Tick tock, tick tock, tick tock …

We usually look at the dawning of January 1 as the gift of a New Year. But there may be a message wrapped in that gift that we’re missing — a reminder that time is passing.

Time is the great commodity from which our lives are, quite literally, spent. Arnold Bennett, writing in “Bits & Pieces,” helps us recalibrate our understanding of the value of time …

    Time is the inexplicable raw material of everything. With it, all is possible; without it, nothing. The supply of time is truly a daily miracle, an affair genuinely astonishing when one examines it. You wake up in the morning, and lo! your purse is magically filled with twenty-four hours of the unmanufactured tissue of the universe of your life! It is yours. It is the most precious of possessions … No one can take it from you. It is not something that can be stolen. And no one receives either more or less than you receive. Moreover, you cannot draw on its future. Impossible to get into debt! You can only waste the passing moment. You cannot waste tomorrow; it is kept for you. You cannot waste the next hour; it is kept for you.

    You have to live on this twenty-four hours of daily time. Out of it you have to spin health, pleasure, money, content, respect, and the evolution of your immortal soul. Its right use, its most effective use, is a matter of the highest urgency and of the most thrilling actuality. All depends on that. Your happiness — the elusive prize that you are all clutching for, my friends — depends on that.

    If one cannot arrange that an income of twenty-four hours a day shall exactly cover all proper items of expenditure, one does muddle one’s whole life indefinitely. We shall never have any more time. We have, and we have always had, all the time there is.

The Apostle Paul had an awareness of the passing of time, and seeing that time had passed and continues to pass for us, he wrote with a great sense of urgency:

“This is all the more urgent, for you know how late it is; time is running out. Wake up, for our salvation is nearer now than when we first believed.” – Romans 13:11.

Because time is passing, Paul would also write that we need to produce something of value with the time we have. He put his instruction to us this way: “So be careful how you live. Don’t live like fools, but like those who are wise. Make the most of every opportunity in these evil days,” (Eph. 5:16 NLT), or as is more famously phrased in the King James Version of that same verse, “See then that ye walk circumspectly, not as fools, but as wise, redeeming the time, because the days are evil.”

On January 1, we may find ourselves at the start of a New Year, but so much time has already passed! Thus, it’s all the more urgent that we’re wise and productive about what we do with each day we’re given. Because time is passing, it must be “redeemed” for the good of God’s kingdom and His glory.

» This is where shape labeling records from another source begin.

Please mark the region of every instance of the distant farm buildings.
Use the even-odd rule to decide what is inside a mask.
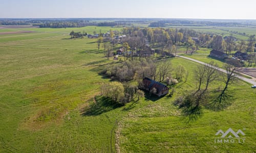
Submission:
[[[148,78],[144,78],[143,84],[143,89],[159,97],[169,93],[169,88],[166,85]]]
[[[118,50],[116,50],[117,55],[122,55],[124,52],[123,48],[120,48]]]
[[[235,54],[234,54],[233,57],[241,60],[245,60],[248,58],[248,54],[246,53],[237,52]]]
[[[222,60],[227,57],[227,55],[226,53],[216,49],[212,49],[210,51],[210,56]]]

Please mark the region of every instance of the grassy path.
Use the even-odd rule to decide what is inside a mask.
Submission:
[[[198,60],[195,60],[195,59],[194,59],[192,58],[188,58],[188,57],[182,56],[179,56],[179,55],[176,55],[176,56],[180,57],[180,58],[182,58],[186,59],[186,60],[190,60],[190,61],[193,61],[195,62],[197,62],[197,63],[199,63],[200,64],[207,65],[207,64],[206,63],[204,63],[204,62],[203,62],[201,61],[199,61]],[[222,72],[223,73],[226,73],[226,70],[224,69],[223,69],[222,68],[218,68],[217,69],[218,69],[218,70],[219,70],[221,72]],[[237,72],[237,73],[241,73],[241,72]],[[242,73],[243,75],[246,75],[246,74],[244,74],[243,73]],[[253,78],[252,76],[250,76],[250,77],[252,78],[252,79],[248,79],[248,78],[245,78],[245,77],[243,77],[243,76],[242,76],[240,75],[237,75],[237,78],[240,79],[240,80],[242,80],[244,81],[245,81],[245,82],[246,82],[249,84],[251,84],[252,85],[255,84],[256,84],[256,81],[255,81],[256,78]]]

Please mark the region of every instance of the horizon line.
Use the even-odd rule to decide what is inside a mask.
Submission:
[[[232,19],[232,18],[168,18],[168,17],[0,17],[0,19],[208,19],[208,20],[256,20],[255,19]]]

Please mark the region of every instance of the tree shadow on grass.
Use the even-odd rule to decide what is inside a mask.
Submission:
[[[221,101],[220,101],[220,94],[219,92],[217,92],[215,95],[210,98],[210,99],[212,99],[210,103],[204,105],[206,108],[214,111],[219,111],[225,109],[232,104],[231,101],[233,100],[232,94],[225,93],[222,95]]]
[[[133,101],[133,102],[130,103],[130,104],[129,104],[129,105],[126,105],[126,106],[127,106],[127,107],[124,107],[123,108],[122,111],[129,111],[130,110],[131,110],[131,109],[133,109],[136,106],[134,105],[134,104],[136,103],[137,101],[138,101],[138,100],[137,100],[137,101]]]
[[[94,101],[81,110],[81,115],[97,116],[123,106],[100,95],[95,96]]]
[[[88,49],[79,52],[80,54],[103,54],[104,50],[102,49]]]
[[[89,63],[87,63],[86,64],[83,64],[82,66],[98,65],[100,64],[105,63],[106,61],[106,60],[100,60],[100,61],[93,61],[93,62],[89,62]]]
[[[166,95],[163,95],[161,96],[160,97],[159,97],[158,96],[154,94],[153,93],[151,93],[147,91],[145,91],[143,90],[144,92],[145,93],[145,98],[146,98],[146,101],[156,101],[157,100],[158,100],[159,99],[162,98],[164,96]]]
[[[225,60],[222,60],[222,59],[217,58],[217,57],[215,57],[214,56],[210,56],[210,55],[207,56],[207,57],[208,58],[211,58],[211,59],[215,59],[215,60],[218,60],[218,61],[221,61],[222,62],[224,62],[225,63]]]
[[[200,106],[190,106],[183,109],[181,114],[181,119],[186,122],[189,122],[196,121],[202,117],[203,111]]]

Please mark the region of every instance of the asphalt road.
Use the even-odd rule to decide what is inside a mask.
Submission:
[[[202,64],[202,65],[207,65],[207,63],[205,63],[204,62],[202,62],[201,61],[199,61],[198,60],[195,60],[195,59],[191,59],[191,58],[188,58],[188,57],[184,57],[184,56],[179,56],[179,55],[176,55],[176,56],[177,57],[180,57],[180,58],[183,58],[183,59],[186,59],[186,60],[190,60],[190,61],[193,61],[193,62],[197,62],[198,63],[199,63],[200,64]],[[223,69],[222,68],[217,68],[218,70],[221,71],[221,72],[222,72],[223,73],[226,73],[226,70],[224,70],[224,69]],[[238,73],[239,73],[238,72],[237,72]],[[248,79],[248,78],[245,78],[245,77],[243,77],[243,76],[240,76],[240,75],[237,75],[237,78],[240,79],[240,80],[242,80],[244,81],[245,81],[249,84],[251,84],[251,85],[256,85],[256,82],[255,81],[255,80],[256,80],[256,78],[253,78],[252,76],[250,76],[251,78],[252,78],[252,79]]]

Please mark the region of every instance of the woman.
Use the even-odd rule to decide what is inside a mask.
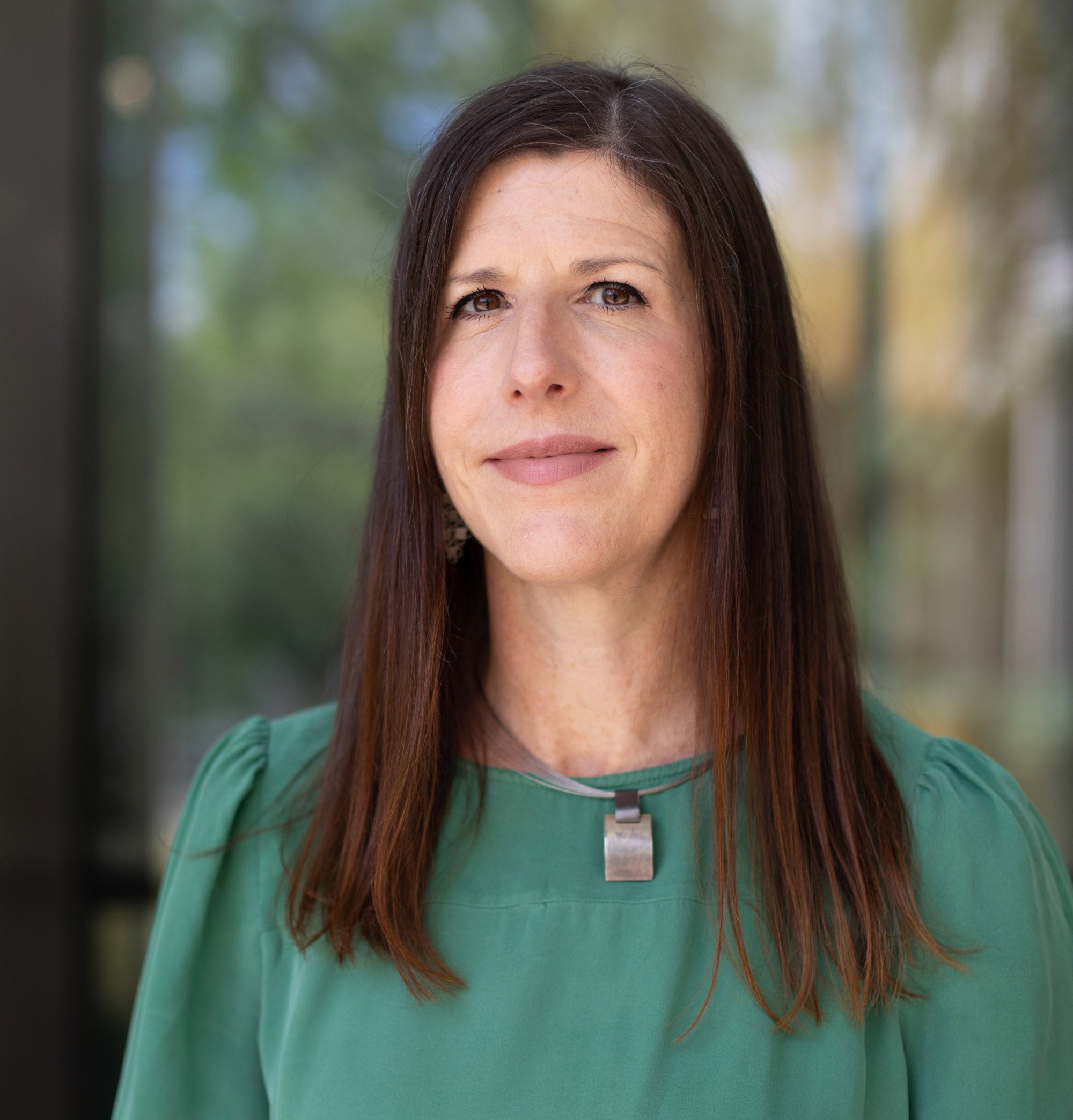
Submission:
[[[1069,1118],[1071,1052],[1045,825],[860,690],[741,153],[647,74],[479,94],[402,222],[338,703],[203,763],[115,1116]]]

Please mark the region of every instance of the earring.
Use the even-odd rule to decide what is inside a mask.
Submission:
[[[455,503],[450,500],[447,491],[441,496],[444,510],[444,543],[447,552],[447,562],[457,563],[461,556],[461,550],[466,547],[466,541],[473,536],[469,526],[461,520],[461,514],[455,508]]]

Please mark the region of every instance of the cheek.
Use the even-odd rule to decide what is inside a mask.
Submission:
[[[622,405],[653,460],[666,469],[677,467],[678,474],[691,473],[703,436],[707,395],[699,351],[682,343],[660,345],[636,358],[623,383]]]
[[[429,438],[436,465],[445,480],[457,469],[465,436],[470,428],[469,396],[461,370],[448,360],[433,363],[429,377]]]

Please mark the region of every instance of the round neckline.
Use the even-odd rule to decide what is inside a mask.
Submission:
[[[703,758],[707,754],[710,754],[710,752],[703,752],[699,755],[689,755],[685,758],[677,758],[669,763],[660,763],[657,766],[644,766],[640,769],[619,771],[615,774],[571,774],[569,776],[572,777],[575,782],[584,782],[586,785],[595,786],[598,790],[643,790],[646,786],[659,785],[662,781],[689,773],[689,771],[693,767],[694,760],[697,758]],[[468,769],[472,773],[476,773],[482,766],[480,763],[474,762],[472,758],[463,758],[460,755],[456,755],[455,760],[460,763],[465,769]],[[534,788],[548,788],[547,786],[541,786],[539,782],[534,782],[531,777],[526,777],[525,774],[521,771],[514,769],[513,767],[493,766],[491,764],[484,765],[488,777],[497,781],[521,783],[522,785],[533,786]],[[683,783],[683,785],[687,783]],[[552,792],[556,793],[567,791],[553,790]]]

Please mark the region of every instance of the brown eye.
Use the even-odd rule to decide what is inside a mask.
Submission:
[[[470,296],[464,296],[451,310],[451,317],[464,319],[475,319],[486,315],[488,311],[501,311],[506,306],[506,301],[497,291],[491,289],[486,291],[475,291]]]
[[[619,304],[629,302],[629,292],[623,291],[622,288],[601,288],[600,298],[605,304],[617,307]]]
[[[485,291],[479,296],[474,296],[473,307],[475,311],[498,311],[500,297],[494,291]]]
[[[604,283],[597,281],[589,289],[587,302],[597,307],[612,308],[629,307],[635,304],[644,304],[644,297],[636,288],[628,283]]]

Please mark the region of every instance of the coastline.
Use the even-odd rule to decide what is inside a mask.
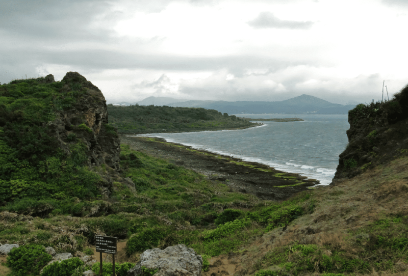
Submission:
[[[316,179],[278,171],[255,162],[193,149],[157,137],[121,134],[121,143],[133,149],[192,170],[209,180],[224,183],[232,189],[270,200],[284,200],[319,184]]]
[[[254,123],[256,124],[254,125],[243,126],[241,127],[233,127],[232,128],[193,128],[191,130],[176,130],[174,129],[167,130],[167,129],[146,129],[145,131],[138,131],[138,133],[127,133],[127,132],[119,132],[118,133],[119,135],[139,135],[142,134],[153,134],[153,133],[180,133],[183,132],[195,132],[199,131],[220,131],[221,130],[236,130],[238,129],[245,129],[251,127],[258,127],[263,125],[263,124],[261,123]],[[163,130],[164,130],[163,131]]]

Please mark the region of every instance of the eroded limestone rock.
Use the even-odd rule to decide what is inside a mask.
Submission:
[[[140,256],[140,261],[128,272],[128,276],[143,274],[142,267],[159,269],[155,276],[200,276],[202,258],[194,250],[184,244],[146,250]]]

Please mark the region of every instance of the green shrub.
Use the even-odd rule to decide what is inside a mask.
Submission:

One writer in the “Gospel Herald” interpreted this sense of urgency about redeeming time like this:

    If you have work to do — do it now.
    If you have a witness to give — give it now.
    If you have a soul to win — win him now.
    If you have an obligation to discharge — discharge it now.
    If you have a debt to pay — pay it now.
    If you have a wrong to right — right it now.
    If you have a confession to make — make it now.
    If you have a preparation to make – make it now.
    If you have children to train — train them now.
    Remember, time is passing and you are passing out of time.
    We are a procrastinating lot. It is always what we are going to do tomorrow that entices us, but it is only what we do today that counts.

As 2018 approaches, are you thinking that you have a big gift of time coming to you for you to spend? Or are you sensing that time is passing and that it needs to be redeemed? How you view a New Year — lots of time, or time is passing — will heavily influence how you spend whatever time you will have.